Bestuurlijke dwangsom8. Omdat het bezwaar kennelijk ongegrond is, is de minister op grond van artikel 4:17, zesde lid, van de Awb [9] niet gehouden een bestuurlijke dwangsom te betalen.

Conclusie en gevolgen

9. Het beroep is ongegrond voor zover het is gericht tegen het bestreden besluit.
9.1.
Het beroep is niet-ontvankelijk voor zover het is gericht tegen het niet-tijdig beslissen op bezwaar omdat daar inmiddels op is beslist. Omdat eiseres terecht beroep heeft ingesteld tegen het niet-tijdig beslissen op haar bezwaar, zal de minister in de proceskosten worden veroordeeld. De minister heeft op de zitting aangegeven zich hier niet tegen te verzetten. Deze kosten worden vastgesteld op grond van het Besluit proceskosten bestuursrecht op € 453,50. [10] De wegingsfactor 0,5 (licht) is van toepassing, omdat terecht beroep is ingesteld wegens het niet tijdig nemen van een besluit. De minister moet ook het griffierecht aan eiseres vergoeden.

Beslissing

De rechtbank:
  • verklaart het beroep niet-ontvankelijk, voor zover het is gericht tegen het niet tijdig nemen van een besluit;
  • verklaart het beroep ongegrond, voor zover het is gericht tegen het bestreden besluit;
  • veroordeelt de minister in de proceskosten van eiseres tot een bedrag van € 453,50;
  • draagt de minister op het betaalde griffierecht van € 187,- te vergoeden.
Deze uitspraak is gedaan door mr. V.A.G. van Dijk, rechter, in aanwezigheid van I. Wolthuis, griffier, en openbaar gemaakt door middel van geanonimiseerde publicatie op rechtspraak.nl.
De uitspraak is bekendgemaakt op:
Informatie over hoger beroep
Een partij die het niet eens is met deze uitspraak, kan een hogerberoepschrift sturen naar de Afdeling bestuursrechtspraak van de Raad van State waarin wordt uitgelegd waarom deze partij het niet eens is met deze uitspraak.
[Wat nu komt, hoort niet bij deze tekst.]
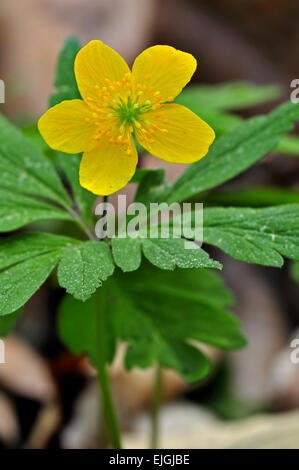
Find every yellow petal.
[75,41,131,101]
[38,100,96,153]
[132,46,197,102]
[80,138,138,196]
[136,104,215,163]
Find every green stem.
[151,365,163,449]
[95,264,122,449]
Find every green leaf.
[275,135,299,156]
[110,264,244,382]
[0,115,70,208]
[49,38,81,107]
[135,168,168,204]
[111,238,141,272]
[291,262,299,282]
[129,168,165,183]
[57,152,96,224]
[59,263,246,382]
[141,238,222,270]
[204,204,299,267]
[0,189,73,232]
[200,186,299,207]
[58,294,115,364]
[58,241,114,301]
[0,309,22,338]
[176,82,281,115]
[0,233,78,316]
[167,103,299,203]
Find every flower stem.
[95,280,122,449]
[151,364,163,449]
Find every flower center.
[85,73,173,155]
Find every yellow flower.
[38,41,215,195]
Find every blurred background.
[0,0,299,448]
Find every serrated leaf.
[166,103,299,203]
[0,250,62,315]
[0,233,78,316]
[141,238,222,270]
[58,241,114,301]
[58,289,115,364]
[275,135,299,157]
[49,38,81,107]
[203,204,299,267]
[59,263,246,382]
[111,238,141,272]
[0,115,70,208]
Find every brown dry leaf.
[124,402,299,449]
[0,335,57,402]
[0,392,19,444]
Het hogerberoepschrift moet worden ingediend binnen vier weken na de dag waarop deze uitspraak is verzonden. Kan de indiener de behandeling van het hoger beroep niet afwachten, omdat de zaak spoed heeft, dan kan de indiener de voorzieningenrechter van de Afdeling bestuursrechtspraak van de Raad van State vragen om een voorlopige voorziening (een tijdelijke maatregel) te treffen.

Voetnoten

1.Machtiging tot voorlopig verblijf.
2.Europees Verdrag tot bescherming van de Rechten van de Mens en de fundamentele vrijheden.
3.Artikel 6:20, derde lid van de Algemene wet bestuursrecht (Awb).
4.De Afdeling bestuursrechtspraak van de Raad van State, 6 juli 2022 (ECLI:NL:RVS:2022:1918).
5.Artikel 7:3, aanhef en onder b, van de Awb.
6.De Afdeling bestuursrechtspraak van de Raad van State, 27 maart 2024 (ECLI:NL:RVS:2024:1188).
8.IB 2024/57 Bijkomende elementen van afhankelijkheid en 8 EVRM.
9.Algemene wet bestuursrecht.
10.1 punt voor het indienen van het beroep tegen het niet tijdig beslissen, met een waarde van € 907,- per punt en een wegingsfactor 0,5.